I got this pair yesterday. I know there different types of Egyptian swift but I don't know what mine are. any input is appreciated


----------



## SuburbFlyer (Jul 25, 2016)

here they are


----------



## FredaH (Apr 5, 2016)

Can't help I afraid but just wanted to say they are gorgeous.


----------



## SuburbFlyer (Jul 25, 2016)

FredaH said:


> Can't help I afraid but just wanted to say they are gorgeous.


Thank you, wish i had gotten more, hopfully theyll pair up


----------



## cwebster (Dec 11, 2010)

Really lovely birds!


----------



## hamlet (Oct 26, 2004)

Hello. Are these show birds? Or you wish 2 fly them? And nice cage. Thanks.


----------



## SuburbFlyer (Jul 25, 2016)

hamlet said:


> Hello. Are these show birds? Or you wish 2 fly them? And nice cage. Thanks.

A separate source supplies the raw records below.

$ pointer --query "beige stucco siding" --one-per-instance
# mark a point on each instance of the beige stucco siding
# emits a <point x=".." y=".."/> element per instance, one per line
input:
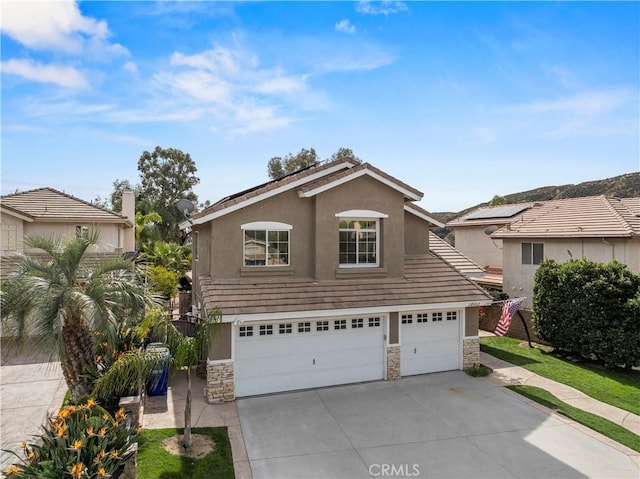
<point x="220" y="344"/>
<point x="416" y="234"/>
<point x="110" y="235"/>
<point x="363" y="193"/>
<point x="471" y="322"/>
<point x="472" y="242"/>
<point x="12" y="234"/>
<point x="518" y="278"/>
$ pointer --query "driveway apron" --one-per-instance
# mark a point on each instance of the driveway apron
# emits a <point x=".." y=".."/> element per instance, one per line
<point x="444" y="425"/>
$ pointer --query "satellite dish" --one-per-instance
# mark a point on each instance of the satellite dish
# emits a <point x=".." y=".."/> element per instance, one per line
<point x="185" y="207"/>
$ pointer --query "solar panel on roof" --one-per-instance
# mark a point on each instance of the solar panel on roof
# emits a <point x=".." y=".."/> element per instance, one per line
<point x="506" y="211"/>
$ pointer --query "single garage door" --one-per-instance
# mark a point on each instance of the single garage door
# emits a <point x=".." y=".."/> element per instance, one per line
<point x="290" y="355"/>
<point x="430" y="342"/>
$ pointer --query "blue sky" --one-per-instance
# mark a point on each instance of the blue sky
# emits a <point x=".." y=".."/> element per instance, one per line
<point x="461" y="100"/>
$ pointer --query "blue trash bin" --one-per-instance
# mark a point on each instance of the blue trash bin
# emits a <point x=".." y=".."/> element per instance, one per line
<point x="159" y="378"/>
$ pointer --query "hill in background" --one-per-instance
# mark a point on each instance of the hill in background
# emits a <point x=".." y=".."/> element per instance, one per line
<point x="623" y="186"/>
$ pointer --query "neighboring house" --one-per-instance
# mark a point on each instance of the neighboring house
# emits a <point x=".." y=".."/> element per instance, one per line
<point x="46" y="211"/>
<point x="518" y="237"/>
<point x="324" y="277"/>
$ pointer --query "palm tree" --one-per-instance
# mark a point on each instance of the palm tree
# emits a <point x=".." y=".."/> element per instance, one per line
<point x="135" y="367"/>
<point x="57" y="303"/>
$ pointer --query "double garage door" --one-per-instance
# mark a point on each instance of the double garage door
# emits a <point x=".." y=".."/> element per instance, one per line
<point x="290" y="355"/>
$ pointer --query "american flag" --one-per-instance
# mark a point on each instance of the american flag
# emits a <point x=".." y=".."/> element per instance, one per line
<point x="508" y="310"/>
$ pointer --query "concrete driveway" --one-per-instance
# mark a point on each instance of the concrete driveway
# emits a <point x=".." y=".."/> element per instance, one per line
<point x="445" y="425"/>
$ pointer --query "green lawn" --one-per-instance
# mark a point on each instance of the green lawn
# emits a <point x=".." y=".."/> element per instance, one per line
<point x="156" y="463"/>
<point x="601" y="425"/>
<point x="619" y="388"/>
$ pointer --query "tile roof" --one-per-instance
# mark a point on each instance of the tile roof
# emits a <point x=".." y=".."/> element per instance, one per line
<point x="48" y="204"/>
<point x="454" y="257"/>
<point x="292" y="180"/>
<point x="485" y="215"/>
<point x="585" y="217"/>
<point x="427" y="280"/>
<point x="364" y="168"/>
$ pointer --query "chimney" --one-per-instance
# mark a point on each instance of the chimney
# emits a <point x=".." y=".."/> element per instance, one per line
<point x="129" y="210"/>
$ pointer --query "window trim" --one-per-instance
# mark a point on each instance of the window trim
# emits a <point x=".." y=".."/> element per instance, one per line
<point x="267" y="227"/>
<point x="377" y="231"/>
<point x="531" y="257"/>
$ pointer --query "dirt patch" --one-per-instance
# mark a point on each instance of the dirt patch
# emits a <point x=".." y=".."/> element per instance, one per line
<point x="200" y="446"/>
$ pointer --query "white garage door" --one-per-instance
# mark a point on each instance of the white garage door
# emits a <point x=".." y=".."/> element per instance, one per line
<point x="430" y="342"/>
<point x="289" y="355"/>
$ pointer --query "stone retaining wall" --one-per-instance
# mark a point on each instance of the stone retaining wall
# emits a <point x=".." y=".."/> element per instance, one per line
<point x="220" y="382"/>
<point x="393" y="362"/>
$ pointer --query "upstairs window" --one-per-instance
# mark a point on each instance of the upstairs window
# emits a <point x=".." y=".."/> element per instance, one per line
<point x="532" y="253"/>
<point x="266" y="243"/>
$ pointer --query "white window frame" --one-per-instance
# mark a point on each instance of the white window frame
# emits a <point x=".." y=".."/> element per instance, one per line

srry for late respons. idk if they are show or performing birds. just found out both of them are hens. the lighter one paired up with a homer and the darker one paired up with a indian fantail. hoping to get a cock from the pairings and then cross them back to the mother egyptain to get more birds looking like egyptian swift. hopefully i can produce enough to get a kit to fly as these birds arent common in my area


----------